Joseph Bonney, Senior Editor | Aug 06, 2012 10:53AM EDT
Container ship owner-charterer Rickmers Maritime reported a 4 percent rise in second quarter net profit but warned that charter rates and vessel values may be hurt this year by overcapacity and a weakening global economy.
The Singapore-based company said its net profit rose to US$8.91 million from $8.55 million a year earlier. Cash flow from operations slipped 4 percent to $26.61 million.
Charter revenue decreased 4 percent to US$36 million, mainly due to the scheduled dry docking of one ship, 3.5 days of unscheduled off-hire for repairs, and a lower charter rate on the Kaethe C. Rickmers’ new contract with Mediterranean Shipping Co.
CEO Thomas Preben Hansen said Rickmers Maritime’s 16 ships are on fixed-rate time charters with an average remaining period of 3.6 years, and “will continue to generate stable, ongoing cash flows.” Rickmers’ average daily net time-charter rate this year averages nearly $25,000 per vessel.

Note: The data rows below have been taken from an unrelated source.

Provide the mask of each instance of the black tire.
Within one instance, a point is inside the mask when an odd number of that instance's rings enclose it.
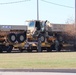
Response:
[[[13,49],[13,46],[12,45],[8,46],[7,47],[7,53],[11,53],[12,49]]]
[[[8,40],[9,40],[10,42],[12,42],[12,43],[16,42],[16,34],[10,33],[10,34],[8,35]]]
[[[17,41],[19,42],[19,43],[22,43],[22,42],[24,42],[26,40],[26,35],[24,34],[24,33],[19,33],[19,34],[17,34]]]

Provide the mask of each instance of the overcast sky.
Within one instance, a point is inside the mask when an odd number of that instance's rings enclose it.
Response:
[[[75,18],[74,10],[75,0],[39,0],[40,20],[66,23],[67,19]],[[0,0],[1,25],[24,25],[32,19],[37,19],[37,0]]]

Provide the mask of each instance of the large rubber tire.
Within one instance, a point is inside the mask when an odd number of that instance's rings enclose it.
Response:
[[[22,43],[22,42],[24,42],[26,40],[26,35],[24,34],[24,33],[19,33],[19,34],[17,34],[17,41],[19,42],[19,43]]]
[[[13,46],[12,45],[8,46],[7,47],[7,53],[11,53],[12,49],[13,49]]]
[[[8,40],[9,40],[10,42],[12,42],[12,43],[16,42],[16,34],[10,33],[10,34],[8,35]]]

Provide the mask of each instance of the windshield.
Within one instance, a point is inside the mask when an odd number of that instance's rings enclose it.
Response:
[[[29,27],[34,27],[35,26],[35,22],[32,21],[32,22],[29,22]]]

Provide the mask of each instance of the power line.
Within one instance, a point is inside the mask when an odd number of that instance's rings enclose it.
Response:
[[[22,2],[26,2],[26,1],[30,1],[30,0],[22,0],[22,1],[15,1],[15,2],[0,3],[0,5],[22,3]]]
[[[50,2],[50,1],[46,1],[46,0],[41,0],[41,1],[53,4],[53,5],[57,5],[57,6],[62,6],[62,7],[67,7],[67,8],[74,8],[74,7],[71,7],[71,6],[61,5],[61,4],[53,3],[53,2]]]

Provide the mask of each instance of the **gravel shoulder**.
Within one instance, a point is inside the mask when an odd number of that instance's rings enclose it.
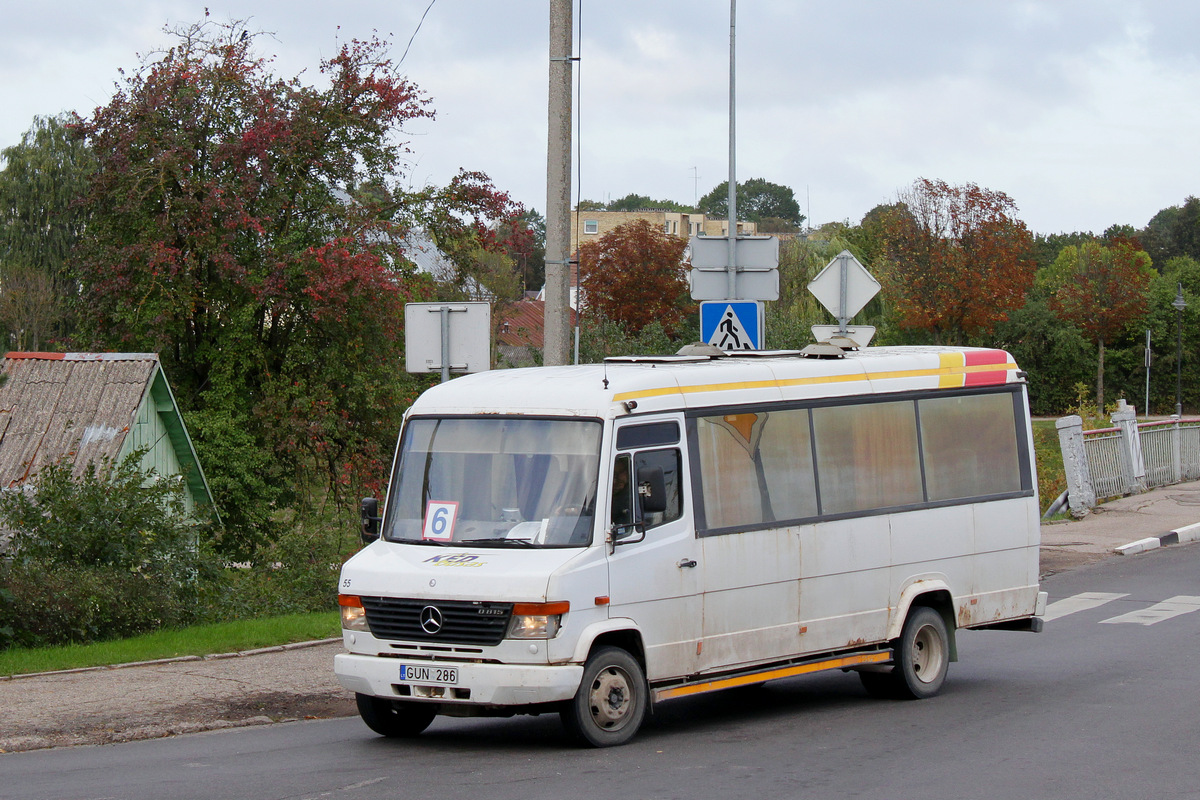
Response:
[[[341,639],[0,680],[0,753],[356,714]]]

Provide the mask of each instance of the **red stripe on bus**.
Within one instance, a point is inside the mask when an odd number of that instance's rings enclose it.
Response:
[[[964,386],[988,386],[990,384],[1008,383],[1008,372],[968,372]]]
[[[1008,363],[1008,354],[1003,350],[968,350],[962,354],[966,366],[980,367],[989,363]]]

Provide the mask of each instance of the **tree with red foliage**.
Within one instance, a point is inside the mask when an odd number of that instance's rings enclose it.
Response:
[[[638,332],[661,323],[668,335],[695,313],[684,259],[688,240],[664,233],[646,219],[613,228],[580,247],[583,306]]]
[[[172,32],[78,121],[98,161],[83,344],[162,354],[222,516],[252,546],[272,504],[318,480],[344,501],[386,471],[416,389],[403,305],[433,289],[403,258],[408,227],[454,219],[460,241],[499,249],[488,215],[521,209],[478,173],[397,188],[395,134],[433,113],[385,42],[343,44],[318,89],[271,74],[240,23]]]
[[[1019,308],[1033,239],[1003,192],[920,179],[884,215],[878,264],[900,325],[962,344]]]
[[[1153,279],[1150,254],[1135,239],[1116,237],[1108,246],[1068,245],[1038,275],[1050,293],[1050,307],[1096,344],[1096,405],[1104,409],[1104,345],[1147,311]]]

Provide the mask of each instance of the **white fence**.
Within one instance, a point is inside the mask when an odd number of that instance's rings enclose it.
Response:
[[[1072,513],[1086,513],[1104,498],[1200,479],[1200,419],[1139,423],[1122,402],[1112,425],[1084,431],[1078,416],[1057,422]]]

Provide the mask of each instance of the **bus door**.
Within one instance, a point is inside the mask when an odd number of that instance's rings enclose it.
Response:
[[[682,415],[618,421],[608,461],[610,615],[642,631],[650,680],[697,664],[702,565],[683,429]]]

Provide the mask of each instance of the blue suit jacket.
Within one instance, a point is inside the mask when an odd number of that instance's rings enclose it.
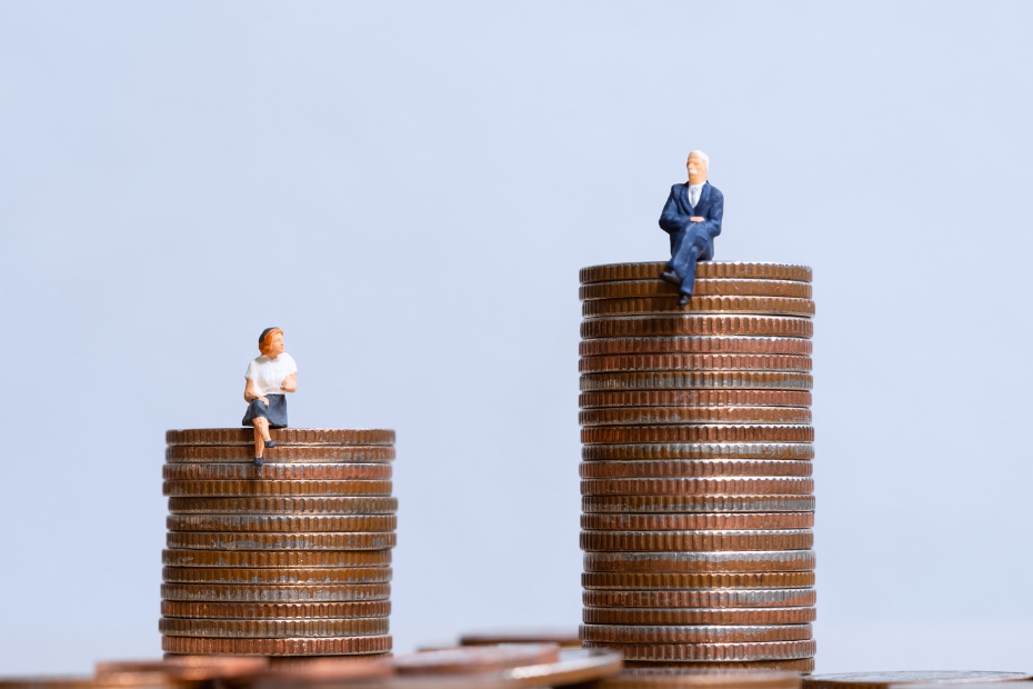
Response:
[[[705,218],[703,222],[692,222],[689,218],[698,216]],[[718,191],[718,188],[710,182],[703,182],[703,190],[700,192],[700,200],[692,207],[689,202],[689,182],[674,184],[671,187],[671,196],[668,202],[663,204],[663,212],[660,213],[660,227],[671,236],[671,250],[674,250],[674,241],[679,232],[691,231],[695,237],[694,244],[700,248],[700,253],[714,253],[714,237],[721,233],[721,218],[724,216],[724,194]]]

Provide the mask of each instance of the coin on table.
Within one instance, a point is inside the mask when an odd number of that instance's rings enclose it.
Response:
[[[282,515],[172,515],[166,518],[170,531],[308,532],[308,531],[393,531],[394,515],[282,516]]]
[[[398,498],[169,498],[173,515],[393,515]]]
[[[805,608],[815,605],[814,589],[588,590],[589,608]]]
[[[1030,672],[915,671],[845,672],[815,675],[803,680],[804,689],[886,689],[895,685],[967,685],[1033,679]]]
[[[382,653],[391,650],[391,637],[338,637],[329,639],[205,639],[162,637],[161,650],[169,653],[232,656],[335,656]]]
[[[586,572],[794,572],[813,571],[813,550],[753,552],[586,552]]]
[[[391,615],[391,601],[367,600],[357,602],[311,603],[210,603],[163,600],[161,601],[161,615],[163,617],[240,620],[388,617]]]
[[[258,569],[215,567],[164,567],[161,580],[169,583],[388,583],[390,567],[323,569]]]
[[[390,550],[162,550],[166,567],[388,567]]]
[[[390,583],[257,586],[241,583],[162,583],[164,600],[191,602],[352,602],[388,600]]]
[[[795,608],[584,608],[585,625],[804,625],[813,607]]]
[[[771,641],[753,643],[610,643],[585,641],[585,648],[620,650],[628,660],[792,660],[810,658],[818,643],[805,641]]]

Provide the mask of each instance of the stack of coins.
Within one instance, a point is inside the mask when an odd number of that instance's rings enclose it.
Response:
[[[811,671],[811,270],[581,271],[586,647],[629,667]]]
[[[166,436],[162,649],[337,656],[391,650],[394,431],[274,429]]]

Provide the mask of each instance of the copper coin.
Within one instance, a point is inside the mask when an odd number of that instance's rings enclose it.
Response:
[[[377,428],[271,428],[277,445],[394,445],[394,431]],[[250,428],[188,428],[166,431],[167,445],[251,445]]]
[[[398,538],[387,533],[232,533],[170,531],[169,548],[188,550],[383,550]]]
[[[813,512],[760,512],[752,515],[582,515],[581,528],[590,531],[721,531],[744,529],[810,529]]]
[[[583,572],[586,589],[800,589],[814,572]]]
[[[818,619],[801,608],[584,608],[586,625],[803,625]]]
[[[679,306],[678,296],[640,297],[632,299],[596,299],[581,304],[583,318],[613,316],[652,316],[654,313],[746,313],[758,316],[814,316],[811,299],[784,297],[696,297]]]
[[[813,550],[584,553],[589,572],[793,572],[813,571],[815,563]]]
[[[810,477],[810,461],[653,460],[585,461],[578,467],[583,479],[674,479],[721,477]]]
[[[811,286],[791,280],[699,279],[692,284],[696,297],[786,297],[811,299]],[[622,280],[582,284],[581,301],[595,299],[633,299],[639,297],[679,297],[678,288],[663,280]]]
[[[164,600],[187,602],[352,602],[387,600],[390,596],[390,583],[321,583],[319,586],[161,585],[161,597]]]
[[[202,497],[291,497],[291,496],[390,496],[391,481],[163,481],[163,496]]]
[[[650,261],[642,263],[603,263],[582,268],[581,283],[609,282],[611,280],[659,280],[666,263]],[[700,261],[696,263],[698,280],[793,280],[810,282],[811,268],[793,263],[742,263],[738,261]]]
[[[394,658],[399,675],[468,675],[556,662],[560,647],[553,643],[521,643],[448,648]]]
[[[390,550],[162,550],[166,567],[388,567]]]
[[[393,515],[398,498],[169,498],[173,515]]]
[[[623,426],[583,428],[581,429],[581,442],[585,445],[628,442],[814,442],[814,429],[810,426]],[[302,482],[304,481],[292,481],[291,483]],[[357,483],[358,481],[350,482]],[[367,482],[377,483],[379,481]],[[390,492],[390,488],[388,492]]]
[[[581,426],[624,426],[653,423],[810,423],[804,407],[621,407],[583,409]]]
[[[338,517],[287,517],[281,515],[173,515],[166,518],[170,531],[393,531],[394,515],[348,515]]]
[[[755,672],[756,670],[778,670],[785,672],[796,672],[795,677],[800,678],[799,672],[813,672],[814,671],[814,659],[813,658],[800,658],[796,660],[753,660],[753,661],[731,661],[731,662],[708,662],[708,661],[696,661],[696,662],[655,662],[655,661],[643,661],[643,660],[625,660],[625,669],[639,669],[639,670],[653,670],[653,671],[706,671],[706,670],[750,670]]]
[[[603,643],[752,643],[810,639],[810,625],[582,625],[581,639]]]
[[[500,643],[555,643],[560,648],[581,648],[581,637],[571,629],[509,629],[465,633],[460,646],[498,646]]]
[[[383,463],[394,459],[394,447],[341,445],[283,445],[265,450],[269,461],[277,463]],[[250,465],[254,459],[254,442],[249,445],[178,445],[166,448],[169,463],[225,463]]]
[[[219,569],[214,567],[164,567],[161,580],[168,583],[388,583],[390,567],[345,567],[341,569]]]
[[[744,479],[743,479],[744,480]],[[814,496],[589,496],[584,512],[813,512]]]
[[[800,689],[795,672],[656,668],[625,669],[594,689]]]
[[[814,589],[590,590],[581,592],[589,608],[806,608]]]
[[[582,409],[609,409],[613,407],[809,407],[811,405],[811,393],[799,390],[628,390],[582,392],[578,401]]]
[[[809,496],[813,492],[814,479],[793,476],[581,480],[582,496]]]
[[[581,448],[585,461],[630,459],[814,459],[810,442],[680,442],[664,445],[609,445]]]
[[[582,373],[580,387],[582,392],[808,391],[814,378],[801,371],[608,371]]]
[[[676,302],[675,302],[676,304]],[[810,318],[780,316],[698,316],[683,311],[678,316],[614,316],[593,318],[581,323],[581,337],[722,337],[753,336],[775,338],[804,338],[814,334]]]
[[[585,641],[585,648],[612,648],[631,660],[792,660],[810,658],[818,643],[772,641],[754,643],[611,643]]]
[[[810,357],[791,355],[613,355],[582,357],[581,373],[614,373],[620,371],[691,371],[754,370],[810,371]]]
[[[1033,675],[1029,672],[845,672],[808,677],[803,680],[803,686],[804,689],[887,689],[897,685],[969,685],[1030,679],[1033,679]]]
[[[295,637],[370,637],[388,633],[388,618],[315,620],[213,620],[163,617],[158,630],[170,637],[215,639],[290,639]]]
[[[235,620],[388,617],[391,615],[391,601],[368,600],[337,603],[205,603],[163,600],[161,601],[161,615],[163,617]]]
[[[391,465],[275,465],[265,458],[261,468],[244,463],[221,465],[166,465],[161,478],[169,481],[222,481],[261,479],[264,481],[313,481],[313,480],[388,480]]]
[[[233,656],[337,656],[382,653],[391,650],[391,637],[338,637],[332,639],[204,639],[162,637],[161,650],[170,653]]]

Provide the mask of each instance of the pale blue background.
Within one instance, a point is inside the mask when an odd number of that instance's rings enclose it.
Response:
[[[814,267],[819,669],[1033,670],[1025,2],[2,2],[0,671],[154,657],[167,428],[399,433],[399,650],[581,612],[578,269]]]

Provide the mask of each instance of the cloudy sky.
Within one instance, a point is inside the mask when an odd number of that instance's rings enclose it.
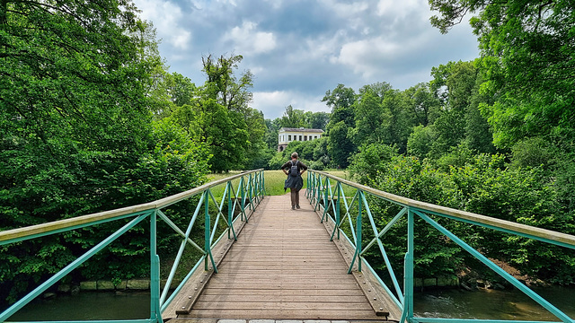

Hansen warned, though, that industry fundamentals are mixed. “It has been encouraging to witness the liner industry becoming more disciplined over the past few months, leading to significant freight rate increases in the main trade lanes,” he said. “However, the fundamental challenges of capacity oversupply and weakening global economy could continue to impede a near-term recovery of charter rates and vessel values.”